A Seared Conscience

Greg Laurie 90x115by Greg Laurie

Then Herod, with his men of war, treated Him with contempt and mocked Him, arrayed Him in a gorgeous robe, and sent Him back to Pilate.—Luke 23:11

Talk about opportunity. Herod had the greatest Old Testament prophet ever, John the Baptist, locked up. He could call on him 24/7, but he had John executed—even beheaded. Worse yet, he later had standing before him God incarnate, the Creator of the universe in human form: Jesus Christ himself. But Herod just wanted Jesus to do a trick. Herod could have poured out his heart, confessed his sins, found pardon, and resensitized his seared conscience. But he did not. And Jesus did no miracles for him.

We read in Luke 23:11 that Herod, showing his true colors, "treated [Jesus] with contempt and mocked Him, arrayed Him in a gorgeous robe, and sent Him back to Pilate." Herod rejected Christ for fear of a woman, for fear of his reputation, and for fear of his throne. And Christ rejected Herod, because Herod had gone beyond the point of no return. Jesus, being God, could see Herod’s heart. He could see it was futile. The irony is that Herod seemed to fear everyone and everything else. Yet because of his lack of fear for God, Herod damned his soul forever.

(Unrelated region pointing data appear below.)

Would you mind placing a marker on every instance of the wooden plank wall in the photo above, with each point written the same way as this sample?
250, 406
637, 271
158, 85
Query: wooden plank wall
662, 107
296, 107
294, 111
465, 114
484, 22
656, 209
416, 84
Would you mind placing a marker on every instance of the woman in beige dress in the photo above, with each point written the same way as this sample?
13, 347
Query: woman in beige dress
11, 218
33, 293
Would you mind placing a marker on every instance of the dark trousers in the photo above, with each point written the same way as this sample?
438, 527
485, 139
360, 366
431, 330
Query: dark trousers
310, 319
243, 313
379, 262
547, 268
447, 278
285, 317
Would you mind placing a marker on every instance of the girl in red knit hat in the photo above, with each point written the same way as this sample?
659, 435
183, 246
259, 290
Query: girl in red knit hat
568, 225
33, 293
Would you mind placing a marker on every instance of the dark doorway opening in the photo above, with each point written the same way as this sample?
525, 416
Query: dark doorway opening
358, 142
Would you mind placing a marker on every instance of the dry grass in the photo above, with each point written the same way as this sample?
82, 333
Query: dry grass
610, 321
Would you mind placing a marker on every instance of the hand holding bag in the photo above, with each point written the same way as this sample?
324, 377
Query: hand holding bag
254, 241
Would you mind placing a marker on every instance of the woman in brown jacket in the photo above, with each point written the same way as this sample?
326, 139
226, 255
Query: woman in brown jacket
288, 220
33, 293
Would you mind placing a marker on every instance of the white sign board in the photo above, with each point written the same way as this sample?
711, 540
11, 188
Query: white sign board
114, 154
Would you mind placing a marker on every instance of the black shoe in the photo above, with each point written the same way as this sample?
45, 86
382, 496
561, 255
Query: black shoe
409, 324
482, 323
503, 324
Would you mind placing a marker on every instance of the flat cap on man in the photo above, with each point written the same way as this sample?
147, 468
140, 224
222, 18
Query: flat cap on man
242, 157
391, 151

It was the death of a conscience.

How does this happen? How do you kill a conscience? You do it a little bit at a time. You know something is wrong. Your conscience is troubling you, and you are trying to disable it. You’re thinking, How do I shut this thing up? How do I silence this? Where is the mute button? I don’t want to hear it any more.

Then as time passes, your conscience gets more and more difficult to hear. It has been said,

"When a man won’t listen to his conscience, it is usually because he doesn’t want advice from a stranger."